The Smugness of Cooking

I love to cook.  Good food, sweet treats and fresh bread  The staples and comfort foods for my family give me pleasure.  Not everybody feels that way and I respect that lack of desire to cook, especially when it comes time for the cleanup after a particularly involved meal.

 Cooking is something that speaks of home.  No matter where you originated from, what religion you practice or don't practice, you probably learned to cook from a relative.  Our family teaches us their traditions beginning in the kitchen.  The holiday baking, the seasonal foods of passage, the splurges or economizing of the household.  They are our culture, our history and our pride.  My parents both cook and have shared their history with me through food as my husband and I do now with our children.  They taught me that cooking saves money, is healthier and if done with forethought, can save time. 

There is one thing they never told me.  Something your family probably withheld also.  Cooking creates smugness.  Think about it awhile.  Do you remember a glint in your grandmother's eye, a self-satisfied smirk on your father's lips, a sly smile as your mother accepted your effusive complements on your favorite dish made just for you?  Ahhh, you see it now, smugness!  Of course, being well brought up they would never admit to such a rude and base emotion.  But I experienced it again today.

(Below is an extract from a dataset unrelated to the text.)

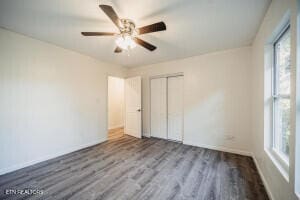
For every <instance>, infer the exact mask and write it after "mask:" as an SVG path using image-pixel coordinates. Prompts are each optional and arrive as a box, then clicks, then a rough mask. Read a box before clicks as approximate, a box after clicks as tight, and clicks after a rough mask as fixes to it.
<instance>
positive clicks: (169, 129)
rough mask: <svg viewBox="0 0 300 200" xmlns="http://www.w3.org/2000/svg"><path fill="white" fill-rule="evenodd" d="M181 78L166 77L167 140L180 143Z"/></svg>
mask: <svg viewBox="0 0 300 200" xmlns="http://www.w3.org/2000/svg"><path fill="white" fill-rule="evenodd" d="M182 135H183V76H176V77H168V139H170V140H176V141H182Z"/></svg>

It happened just ten minutes after I walked into the door.  In that short amount of time I had gotten the meat cooking for New Orleans Po Boys and the dough mixed and rising for my Baguettes.  Both of these are easy but time intensive dishes that come together for a hearty and satisfying meal that my family loves.  Twenty years ago it would have taken much longer to get to that stage in the process and there would have been flour over half the kitchen and on me.  Not anymore.  I am not a novice, scared cook.  I am a confident mom who knows where everything in my kitchen is and just how much I have of all my ingredients.  After the dough went into the bowl to rise on my dryer (thanks Annamarie) I caught myself smirking.  Smugness just oozed out of my pores knowing that this meal, although not done, will come together looking much more difficult than it was and with happy recipients.  In just ten minutes I had accomplished an everyday miracle.  Me, an ordinary stay-at-home mom, the miracle worker.  Smugness, yet another reason to cook.